The way of peace they do not know,
and there is no justice in their paths;
they have made their roads crooked;
no one who treads on them knows peace.
Therefore justice is far from us,
and righteousness does not overtake us;
we hope for light, and behold, darkness,
and for brightness, but we walk in gloom.
We grope for the wall like the blind;
we grope like those who have no eyes;
we stumble at noon as in the twilight,
among those in full vigor we are like dead men.
An erroneous belief has been circulating for decades in white Christian circles. I know this to be true because I am a white Christian predominantly living my life alongside other white Christians. A simplistic summation of this position is that talking about racial injustices (both past and present) as well as ethnic differences, particularly between whites and blacks, fuels deeper divisions. From this perspective, the solution presented to silence racial tensions is the misguided exhortation towards a colorblind society.

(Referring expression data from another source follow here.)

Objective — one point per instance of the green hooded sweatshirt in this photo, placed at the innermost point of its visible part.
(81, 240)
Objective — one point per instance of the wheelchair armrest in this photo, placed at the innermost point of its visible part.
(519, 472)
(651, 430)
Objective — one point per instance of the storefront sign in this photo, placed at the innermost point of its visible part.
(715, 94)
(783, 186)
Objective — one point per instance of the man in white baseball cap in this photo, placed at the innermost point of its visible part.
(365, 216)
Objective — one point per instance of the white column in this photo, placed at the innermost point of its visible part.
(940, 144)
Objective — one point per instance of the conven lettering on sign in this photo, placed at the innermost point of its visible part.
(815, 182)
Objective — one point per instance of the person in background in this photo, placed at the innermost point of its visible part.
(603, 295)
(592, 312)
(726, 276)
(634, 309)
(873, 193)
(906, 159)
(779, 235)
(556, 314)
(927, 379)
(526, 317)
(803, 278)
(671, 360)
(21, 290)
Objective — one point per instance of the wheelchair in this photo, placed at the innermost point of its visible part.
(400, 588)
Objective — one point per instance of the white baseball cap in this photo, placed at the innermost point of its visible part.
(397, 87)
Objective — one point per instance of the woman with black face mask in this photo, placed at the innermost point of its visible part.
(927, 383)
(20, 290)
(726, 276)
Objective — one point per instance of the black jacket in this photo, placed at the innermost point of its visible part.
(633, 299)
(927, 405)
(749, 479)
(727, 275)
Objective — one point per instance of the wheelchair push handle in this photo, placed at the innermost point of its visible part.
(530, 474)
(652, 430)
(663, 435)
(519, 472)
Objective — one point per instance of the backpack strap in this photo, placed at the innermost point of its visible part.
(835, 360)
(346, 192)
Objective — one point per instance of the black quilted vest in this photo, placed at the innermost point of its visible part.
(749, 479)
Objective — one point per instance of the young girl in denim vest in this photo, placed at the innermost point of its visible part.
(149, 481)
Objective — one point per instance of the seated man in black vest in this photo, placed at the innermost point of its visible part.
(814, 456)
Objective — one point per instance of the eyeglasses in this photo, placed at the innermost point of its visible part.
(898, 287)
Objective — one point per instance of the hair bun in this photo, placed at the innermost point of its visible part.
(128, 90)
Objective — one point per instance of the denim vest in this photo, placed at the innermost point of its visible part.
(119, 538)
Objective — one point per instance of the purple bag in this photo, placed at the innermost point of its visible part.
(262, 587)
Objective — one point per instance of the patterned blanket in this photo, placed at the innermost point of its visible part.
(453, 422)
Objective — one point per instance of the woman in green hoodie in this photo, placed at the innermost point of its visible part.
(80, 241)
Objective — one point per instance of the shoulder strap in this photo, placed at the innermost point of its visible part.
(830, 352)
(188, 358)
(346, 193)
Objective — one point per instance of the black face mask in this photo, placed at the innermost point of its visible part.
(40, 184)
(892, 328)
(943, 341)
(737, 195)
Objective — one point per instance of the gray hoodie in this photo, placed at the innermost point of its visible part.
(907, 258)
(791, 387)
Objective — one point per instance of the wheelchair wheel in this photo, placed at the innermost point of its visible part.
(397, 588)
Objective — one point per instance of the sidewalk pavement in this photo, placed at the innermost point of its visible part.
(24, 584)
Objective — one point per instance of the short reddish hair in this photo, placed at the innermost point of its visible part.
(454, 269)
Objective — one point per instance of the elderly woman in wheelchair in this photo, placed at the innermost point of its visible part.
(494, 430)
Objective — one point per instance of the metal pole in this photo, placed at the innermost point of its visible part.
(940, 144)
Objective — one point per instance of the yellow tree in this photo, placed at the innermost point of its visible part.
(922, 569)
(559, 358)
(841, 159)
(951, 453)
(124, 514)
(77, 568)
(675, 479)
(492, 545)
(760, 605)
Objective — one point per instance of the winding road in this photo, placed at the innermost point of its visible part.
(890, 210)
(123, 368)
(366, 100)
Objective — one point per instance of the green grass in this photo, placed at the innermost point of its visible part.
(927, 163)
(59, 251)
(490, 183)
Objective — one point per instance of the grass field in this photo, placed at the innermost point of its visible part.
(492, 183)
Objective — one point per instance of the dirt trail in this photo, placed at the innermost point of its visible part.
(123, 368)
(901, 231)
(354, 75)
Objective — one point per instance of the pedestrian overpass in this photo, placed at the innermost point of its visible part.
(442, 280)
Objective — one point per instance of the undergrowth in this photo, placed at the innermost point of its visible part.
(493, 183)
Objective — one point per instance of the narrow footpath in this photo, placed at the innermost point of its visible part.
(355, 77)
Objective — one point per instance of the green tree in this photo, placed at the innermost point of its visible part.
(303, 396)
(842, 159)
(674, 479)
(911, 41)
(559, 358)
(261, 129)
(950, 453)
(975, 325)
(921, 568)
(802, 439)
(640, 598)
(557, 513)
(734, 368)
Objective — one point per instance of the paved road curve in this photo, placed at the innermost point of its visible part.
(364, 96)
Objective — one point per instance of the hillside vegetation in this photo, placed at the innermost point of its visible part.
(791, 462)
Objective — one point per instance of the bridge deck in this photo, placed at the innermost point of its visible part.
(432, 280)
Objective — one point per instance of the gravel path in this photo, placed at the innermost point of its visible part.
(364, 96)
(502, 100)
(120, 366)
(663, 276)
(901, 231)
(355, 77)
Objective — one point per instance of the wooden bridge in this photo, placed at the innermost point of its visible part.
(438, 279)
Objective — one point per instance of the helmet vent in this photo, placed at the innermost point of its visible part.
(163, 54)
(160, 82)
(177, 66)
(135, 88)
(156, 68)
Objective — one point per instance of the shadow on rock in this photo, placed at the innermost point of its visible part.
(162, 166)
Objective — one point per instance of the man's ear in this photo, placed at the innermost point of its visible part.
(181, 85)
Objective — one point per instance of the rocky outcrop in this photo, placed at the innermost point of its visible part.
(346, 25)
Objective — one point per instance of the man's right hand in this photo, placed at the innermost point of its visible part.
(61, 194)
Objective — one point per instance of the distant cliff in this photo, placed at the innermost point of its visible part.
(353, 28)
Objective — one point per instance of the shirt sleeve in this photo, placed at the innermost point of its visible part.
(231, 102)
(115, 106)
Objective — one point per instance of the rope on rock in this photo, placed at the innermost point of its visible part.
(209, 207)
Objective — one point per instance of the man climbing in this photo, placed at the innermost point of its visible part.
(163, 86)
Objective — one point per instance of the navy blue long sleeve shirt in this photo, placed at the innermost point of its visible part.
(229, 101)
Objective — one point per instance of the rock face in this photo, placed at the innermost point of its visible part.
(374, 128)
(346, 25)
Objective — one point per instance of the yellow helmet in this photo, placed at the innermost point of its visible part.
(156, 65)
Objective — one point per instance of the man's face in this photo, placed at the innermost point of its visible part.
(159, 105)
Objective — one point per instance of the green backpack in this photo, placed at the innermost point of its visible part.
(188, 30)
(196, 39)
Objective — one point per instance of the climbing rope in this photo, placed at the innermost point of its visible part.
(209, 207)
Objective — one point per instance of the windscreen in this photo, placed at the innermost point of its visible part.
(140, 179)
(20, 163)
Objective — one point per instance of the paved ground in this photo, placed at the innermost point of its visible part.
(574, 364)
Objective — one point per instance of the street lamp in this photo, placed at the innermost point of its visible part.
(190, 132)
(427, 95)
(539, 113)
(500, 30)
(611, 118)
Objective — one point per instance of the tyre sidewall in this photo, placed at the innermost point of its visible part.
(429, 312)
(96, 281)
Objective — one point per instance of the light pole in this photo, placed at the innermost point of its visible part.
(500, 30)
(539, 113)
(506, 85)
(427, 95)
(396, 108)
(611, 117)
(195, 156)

At first blush, colorblindness appears to be a virtue worth our highest pursuit and the remedy for racial inequality. I have spent years trying to achieve this elusive state of mind similar to an ostrich with its head buried in the sand. I have preferred colorblindness to the uncomfortable reality of race that my privilege has allowed me to ignore. A more honest look at the movement towards a colorblind society has, in reality, been a push towards conformity to the majority white culture and the standard of “normal” generated from within. There must be a better way.
An alternative is an intentional pursuit of racial awareness where ethnic differences are not ignored but discussed and celebrated. Perhaps even more importantly, a move towards racial awareness requires the courage of serious self-examination to uncover our unmistakable complicity in racial divisions. Generalizations of people groups, negative stigmas connected to skin color, lack of friendships with people of a different color, and fear based off ethnicity are just a few of the ways racism manifests itself in society today. There is tremendous power where sin is exposed, repented, and confessed. From this position, white Christians can approach their brothers and sisters of color and humbly seek forgiveness in relationship. Herein lies the hope of reconciliation and the balm for racial discord.
Thank God we don’t all look the same or share the same culture. In His infinite creativity, God crafted a world inhabited by people of various hues and shades of skin, eye, and hair color. Pretending we don’t see color or recognize cultural differences is not only naïve; it is laced with ingratitude to a brilliant Creator and His masterpiece. Furthermore, closing our eyes (and our mouths) in the presence of overt racial injustice is absolutely contrary to God’s design for His people.
May God grant us the courage to open our eyes and to repent of our intentional blindness through the power of Jesus Christ our Lord.